Free...But the Patient Doesn’t Get Well

by Lawrence W. Reed


       If government ever does to health care what it has done to the Postal Service, we will be well down the road to contracting the national illness known as “socialized medicine.” With so many regulations already, it’s arguable that we’re halfway there now. We’ll know we’ve reached the end of the road when doctors become federal employees and medical care is “free.”
       What’s wrong with socialized medicine? A friend of mine put it more concisely than I’ve ever heard it put before. His name is Dr. Roberto Calderon—he is a radiologist in Managua, Nicaragua.
       Dr. Calderon didn’t just answer the question with exotic theories. His insight is derived from a decade of experience, from a time when the Marxist Sandinistas ran his country and tried to put the state’s bureaucracy in charge of almost everything. He saw socialized medicine from the inside and argues forcefully that it doesn’t work for the following five reasons:
       1. The patient can’t choose the doctor. The bureaucratic process makes the important assignment of which physician shall treat the patient.

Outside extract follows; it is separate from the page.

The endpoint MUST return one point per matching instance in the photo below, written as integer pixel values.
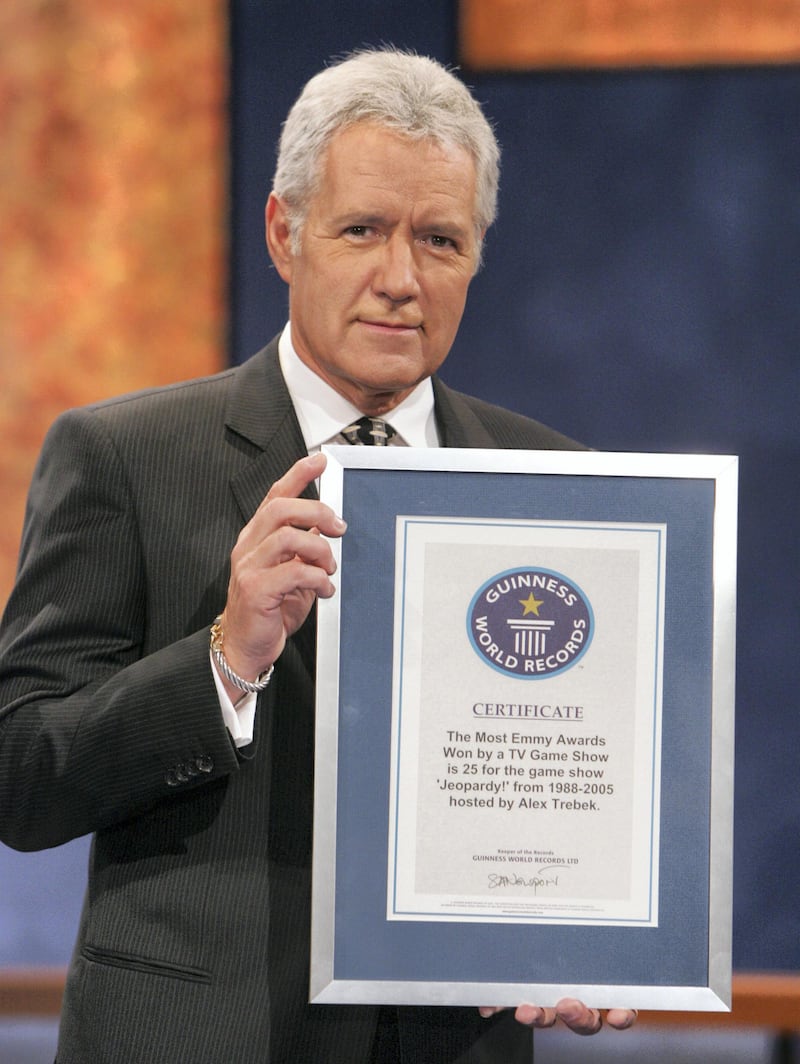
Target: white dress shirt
(322, 414)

After all, he who pays the piper calls the tune. There’s little room for free choice—for shopping around—for switching from one doctor to another—when medicine has “to go by the book.” Too much freedom for the patient makes life difficult for the bureaucrats—they already have more than enough paperwork with which to deal.

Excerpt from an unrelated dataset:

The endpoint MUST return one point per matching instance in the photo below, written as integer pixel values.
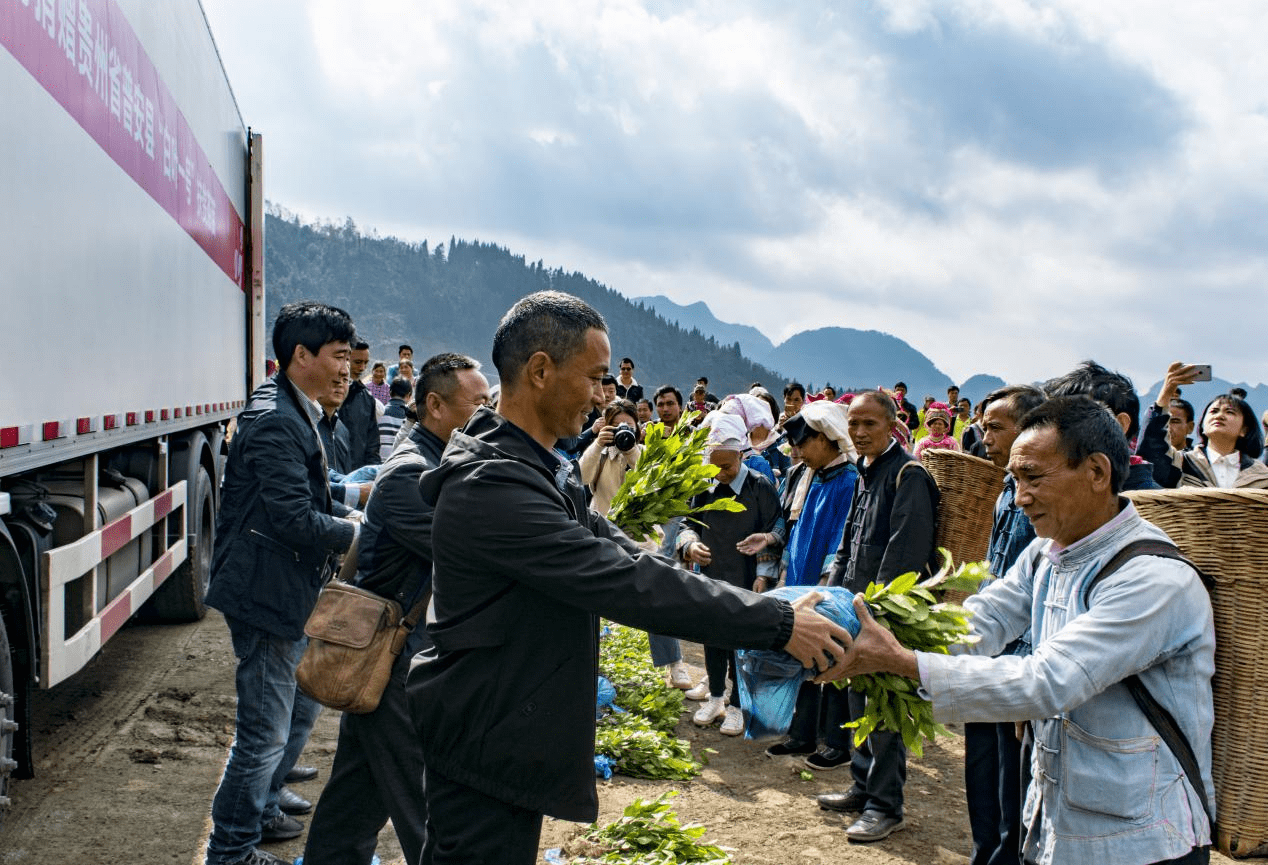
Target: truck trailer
(132, 296)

       2. The doctor can’t choose the patient. Assignments are assignments under socialized medicine. Referring a patient to another doctor is an unnecessary complication—an evasion of responsibility—and it screws up the system. Because medical services are made “free” by the state, demand for them goes up, which means that every doctor quickly becomes overbooked and overworked. So, doctors receive their order: just get the job done whether you like the patient or not and whether or not you are suitable for him.
       3. The doctor gets paid at the end of the month regardless of what or how well he did. Even an eighth-grader understands why this is a prescription for high cost and poor performance. What in the world makes socialists think that people work harder and better for some faceless bureaucracy than they work for themselves?

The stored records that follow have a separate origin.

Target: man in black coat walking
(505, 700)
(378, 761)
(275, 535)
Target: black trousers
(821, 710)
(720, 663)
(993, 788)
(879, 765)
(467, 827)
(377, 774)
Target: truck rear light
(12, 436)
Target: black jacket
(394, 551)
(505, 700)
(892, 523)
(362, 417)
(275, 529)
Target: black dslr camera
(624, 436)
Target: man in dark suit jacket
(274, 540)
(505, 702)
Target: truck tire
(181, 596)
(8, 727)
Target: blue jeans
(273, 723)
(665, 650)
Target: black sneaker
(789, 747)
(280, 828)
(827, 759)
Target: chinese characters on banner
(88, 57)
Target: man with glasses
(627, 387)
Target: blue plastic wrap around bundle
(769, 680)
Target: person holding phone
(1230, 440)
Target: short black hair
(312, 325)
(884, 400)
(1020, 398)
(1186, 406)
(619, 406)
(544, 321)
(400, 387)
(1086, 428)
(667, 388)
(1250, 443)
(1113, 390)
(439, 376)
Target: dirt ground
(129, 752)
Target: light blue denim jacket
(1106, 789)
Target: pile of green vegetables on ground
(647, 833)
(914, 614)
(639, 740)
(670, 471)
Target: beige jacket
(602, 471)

       4. The patient doesn’t get consoled. Dr. Calderon told me that it was common in Sandinista Nicaragua for patients to complain that “the doctor hardly speaks to me; he just says to sit there and be quiet.” Ever since the Hippocratic oath was written, it has been regarded as an important, even vital, role of the healer to provide comfort, reassurance and a positive mental attitude to the sick. This gets lost when doctors, in effect, become short-order cooks in an uncompetitive, state-run, medical soup-kitchen.
       5. The patient doesn’t get well. That’s exactly the way Dr. Calderon put it, but he really meant that far too many patients under socialized medicine are “chronically sick” as a direct consequence of the previous four points.
       Moreover, socialized medicine inevitably means that the right equipment—and medicines—and physicians—aren’t available at all or are simply not at the right place at the right time. People go on waiting lists to have operations performed, and many of them die before they ever get to the head of the line.
       The only consolation the patient gets from all of this is that he won’t get a bill in the mail. His taxes—and the taxes of everybody else—pick up the tab. All of this misery and agony is for “free.”
       All things considered, I’d rather rely on freedom, not government, to cure the ailments of medical care.